E. DNA Methylation Provides a Complementary Approach to Clinical Measures for Patient Classification
In humans, DNA methylation involves the addition of a methyl group to the fifth position of cytosine, which has the specific effect of suppressing gene expression. DNA methylation is one of the hallmarks of cancers and aging.26,27 Many different types of cancers show consistent dysregulation of DNA methylation.28–31 The Cancer Genome Atlas (TCGA) consortium and many other research studies have shown that cancers can be classified based on their degree of DNA methylation.28,32 Subgroups of many cancers exhibit CpG island methylator phenotype (CIMP), including breast cancer,33 brain cancer,28,30,34 blood cancer,29 gastric cancer,35 liver cancer,36 and lung cancer.31 Groups of patients classified based on DNA methylation patterns show distinct clinical outcomes, including overall survival and disease free progression.28,29 The CIMP-positive group can be used to differentiate and stratify patients into groups with distinct clinical outcomes. For example, in glioblastoma patients, a CIMP-positive phenotype is usually associated with distinct copy number changes, appears exclusively in the proneural subtypes, and is associated with IDH1 mutations and improved clinical outcomes.28 In a recent study of ependymoma, which is the third most common pediatric brain tumor, researchers showed that CIMP-positive patients with posterior fossa ependymoma have worse clinical outcomes than CIMP-negative patients.30,34 The genetic background of CIMP-positive patients presents a blended picture and indicates the importance of DNA methylation as an alternative approach for patient risk stratification.30
There are many advantages to using DNA methylation analysis for clinical profiling. First, this analysis does not rely on the genetic alterations of the diseases; thus, it can be applied to diseases with sparse somatic mutations. Second, the material under analysis is DNA, which is advantageous because DNA is less sensitive to heat or enzymatic degradation than RNA, resulting in more accurate profiling.

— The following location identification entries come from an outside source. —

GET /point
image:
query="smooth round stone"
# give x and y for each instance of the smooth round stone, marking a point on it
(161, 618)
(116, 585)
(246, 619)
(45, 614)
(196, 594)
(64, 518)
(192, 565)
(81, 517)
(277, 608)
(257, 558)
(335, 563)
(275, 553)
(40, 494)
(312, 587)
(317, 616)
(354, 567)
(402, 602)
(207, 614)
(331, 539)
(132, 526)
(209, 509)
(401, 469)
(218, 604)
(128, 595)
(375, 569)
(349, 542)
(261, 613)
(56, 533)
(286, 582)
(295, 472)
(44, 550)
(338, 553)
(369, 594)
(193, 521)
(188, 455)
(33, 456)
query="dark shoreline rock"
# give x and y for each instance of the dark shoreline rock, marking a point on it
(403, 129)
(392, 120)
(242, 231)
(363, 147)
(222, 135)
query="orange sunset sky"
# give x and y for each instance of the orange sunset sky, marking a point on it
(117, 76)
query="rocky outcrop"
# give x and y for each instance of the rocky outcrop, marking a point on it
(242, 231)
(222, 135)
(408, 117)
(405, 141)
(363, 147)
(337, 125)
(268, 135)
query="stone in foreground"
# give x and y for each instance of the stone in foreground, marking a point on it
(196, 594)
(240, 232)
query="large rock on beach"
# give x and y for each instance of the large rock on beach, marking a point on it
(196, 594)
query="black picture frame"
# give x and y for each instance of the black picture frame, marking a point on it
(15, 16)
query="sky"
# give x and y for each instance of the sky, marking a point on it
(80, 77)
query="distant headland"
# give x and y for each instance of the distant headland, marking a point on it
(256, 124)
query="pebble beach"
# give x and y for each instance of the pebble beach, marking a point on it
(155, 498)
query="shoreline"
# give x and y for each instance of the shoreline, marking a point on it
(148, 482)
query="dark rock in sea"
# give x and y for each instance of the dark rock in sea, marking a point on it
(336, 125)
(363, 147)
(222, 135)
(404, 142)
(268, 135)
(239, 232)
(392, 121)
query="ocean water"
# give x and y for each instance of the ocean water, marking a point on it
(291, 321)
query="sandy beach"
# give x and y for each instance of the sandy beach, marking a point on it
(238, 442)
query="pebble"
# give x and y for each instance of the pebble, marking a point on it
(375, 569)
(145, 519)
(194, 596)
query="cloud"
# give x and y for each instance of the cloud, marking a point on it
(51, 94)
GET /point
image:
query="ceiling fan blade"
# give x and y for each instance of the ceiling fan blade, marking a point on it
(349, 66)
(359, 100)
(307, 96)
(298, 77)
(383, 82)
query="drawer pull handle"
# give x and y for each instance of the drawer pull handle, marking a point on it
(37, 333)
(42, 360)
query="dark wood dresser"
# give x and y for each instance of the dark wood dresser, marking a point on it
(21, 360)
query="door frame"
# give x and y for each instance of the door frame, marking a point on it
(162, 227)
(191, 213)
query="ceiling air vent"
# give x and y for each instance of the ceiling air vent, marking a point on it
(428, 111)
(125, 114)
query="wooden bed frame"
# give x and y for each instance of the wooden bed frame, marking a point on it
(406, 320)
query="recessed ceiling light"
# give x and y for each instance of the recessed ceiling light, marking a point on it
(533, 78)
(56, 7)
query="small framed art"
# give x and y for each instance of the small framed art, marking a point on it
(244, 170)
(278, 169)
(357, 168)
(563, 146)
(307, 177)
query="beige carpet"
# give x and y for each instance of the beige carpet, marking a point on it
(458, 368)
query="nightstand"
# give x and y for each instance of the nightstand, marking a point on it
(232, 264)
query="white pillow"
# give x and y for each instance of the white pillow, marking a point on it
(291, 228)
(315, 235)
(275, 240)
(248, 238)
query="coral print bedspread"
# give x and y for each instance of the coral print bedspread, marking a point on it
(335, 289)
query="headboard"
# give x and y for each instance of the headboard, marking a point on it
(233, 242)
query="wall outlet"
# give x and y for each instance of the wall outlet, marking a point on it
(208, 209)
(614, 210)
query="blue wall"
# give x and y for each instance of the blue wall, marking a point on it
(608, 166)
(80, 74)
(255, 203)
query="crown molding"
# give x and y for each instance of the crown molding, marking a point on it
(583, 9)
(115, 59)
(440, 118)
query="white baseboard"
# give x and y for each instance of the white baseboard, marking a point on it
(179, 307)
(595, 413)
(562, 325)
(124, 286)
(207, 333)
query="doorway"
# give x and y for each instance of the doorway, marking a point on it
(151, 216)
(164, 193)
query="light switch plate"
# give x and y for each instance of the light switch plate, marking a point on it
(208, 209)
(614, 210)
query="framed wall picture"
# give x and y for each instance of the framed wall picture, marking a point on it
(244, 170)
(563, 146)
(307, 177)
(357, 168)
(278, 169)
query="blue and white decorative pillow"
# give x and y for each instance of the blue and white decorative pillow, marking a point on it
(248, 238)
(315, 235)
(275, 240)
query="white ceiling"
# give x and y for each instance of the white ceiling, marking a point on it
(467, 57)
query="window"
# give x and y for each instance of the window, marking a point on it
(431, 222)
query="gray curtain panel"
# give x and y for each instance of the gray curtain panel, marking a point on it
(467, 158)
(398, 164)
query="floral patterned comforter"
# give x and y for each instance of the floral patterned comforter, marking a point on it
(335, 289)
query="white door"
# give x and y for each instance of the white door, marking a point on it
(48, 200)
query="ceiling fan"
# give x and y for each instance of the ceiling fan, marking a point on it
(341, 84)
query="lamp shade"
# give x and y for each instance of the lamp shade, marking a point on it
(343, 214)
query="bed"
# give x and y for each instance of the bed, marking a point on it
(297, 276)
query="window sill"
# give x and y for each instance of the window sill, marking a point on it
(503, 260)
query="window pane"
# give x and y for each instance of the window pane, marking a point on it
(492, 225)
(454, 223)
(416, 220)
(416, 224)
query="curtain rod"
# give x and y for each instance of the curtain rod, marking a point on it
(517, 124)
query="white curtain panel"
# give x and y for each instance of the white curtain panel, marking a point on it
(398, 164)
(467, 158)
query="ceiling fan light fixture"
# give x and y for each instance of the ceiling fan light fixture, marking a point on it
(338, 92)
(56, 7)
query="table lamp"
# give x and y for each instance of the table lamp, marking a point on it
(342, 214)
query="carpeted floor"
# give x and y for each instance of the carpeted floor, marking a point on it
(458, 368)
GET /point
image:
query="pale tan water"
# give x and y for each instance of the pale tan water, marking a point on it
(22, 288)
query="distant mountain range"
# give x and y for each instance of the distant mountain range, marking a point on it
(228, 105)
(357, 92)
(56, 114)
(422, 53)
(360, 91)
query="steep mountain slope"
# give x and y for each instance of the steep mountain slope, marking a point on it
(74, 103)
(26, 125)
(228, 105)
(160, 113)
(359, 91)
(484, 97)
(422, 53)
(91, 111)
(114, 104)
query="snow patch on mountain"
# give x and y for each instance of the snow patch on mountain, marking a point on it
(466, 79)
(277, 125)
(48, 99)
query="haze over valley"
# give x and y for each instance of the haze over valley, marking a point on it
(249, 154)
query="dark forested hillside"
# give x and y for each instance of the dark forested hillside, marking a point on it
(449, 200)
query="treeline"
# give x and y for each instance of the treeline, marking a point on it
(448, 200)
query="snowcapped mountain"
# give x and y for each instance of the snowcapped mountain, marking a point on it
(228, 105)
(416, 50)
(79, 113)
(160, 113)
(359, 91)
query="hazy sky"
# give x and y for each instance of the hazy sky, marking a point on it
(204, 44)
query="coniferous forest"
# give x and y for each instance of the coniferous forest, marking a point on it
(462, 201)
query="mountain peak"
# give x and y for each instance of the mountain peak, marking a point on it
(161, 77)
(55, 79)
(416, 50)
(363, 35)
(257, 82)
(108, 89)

Several types of methods have emerged to quantitatively measure DNA methylation, grouped here into three categories: (1) PCR-based methods, (2) microarray-based methods, and (3) sequencing-based methods. The PCR-based methods are usually used as a validation approach for high-throughput quantification. Among microarray-based methods, the HpaII tiny fragment Enrichment by Ligation-mediated PCR Assay (HELP Assay) is a common regional DNA methylation quantification approach for research and clinical sample profiling.37 It is based on the restriction enzyme Hpall’s ability to exclusively recognize and cleave methylated CpG DNA sites. Another common microarray-based DNA methylation quantification approach with single-base resolution is the Illumina Infinium BeadChip Kit. The BeadChip array platform uses two different bead types to measure DNA methylation levels at single cytosine. The Infinium HumanMethylation450 BeadChip Kit (450K array) is one of the Infinium Kits that covers the most methylation sites for human samples (485,000 sites). This kit covers 99% of RefSeq genes, which, on average, have 17 CpG sites per gene. The 450K array has been widely used in DNA methylation quantification over the past few years, with more than 10,000 entries in the Gene Expression Omnibus (GEO) database, providing a valuable international resource for comparison among different cohorts of patient samples.38
Sequencing-based methods provide either single-base resolution or regional quantifications of DNA methylation levels.39–41 Single-base resolution methods mainly use bisulfite conversion sequencing, where bisulfite converts cytosines without methylation into uracil but leaves cytosines with methylation intact as cytosines. In the final sequencing readout, unmethylated CpG sites appear as thymine instead of cytosine.39,40 CpG methylation levels for individual sites are calculated based on the percentage of reads with cytosine among the total number of reads mapped. Bisulfite-based methods include whole genome bisulfite sequencing (WGBS),39 reduced representation bisulfite sequencing (RRBS),40 and targeted methylation sequencing (TMS).42 WGBS requires high sequencing depth, as at least four reads must cover each base in the whole genome to achieve accurate quantification. WGBS enables the inclusion of regions with both high and low CG density. RRBS and TMS each cover a subset of regions in the genome, providing cheaper alternatives to WGBS, and accurately quantify of approximately 15% of higher density CpG sites, including CpG islands and promoter regions.40,42. These targeted approaches make it possible to profile more patients with regions that are of particular interest in transcriptome regulation.
Regional quantification approaches for methylation analysis mainly use affinity-based DNA methylation sequencing, such as methylated DNA immunoprecipitation sequencing (MeDIP-seq).41 This approach uses antibodies that recognize genomic locations with methylated CpGs. Comparison of the 450K array and WGS approaches showed sufficient correlation (Spearman correlation coefficient = 0.68).43 Another study showed the 450K array generated highly reproducible data between seven technical replicates of clinical samples.37 However, a large-scale effort comparing different platforms remains to be done.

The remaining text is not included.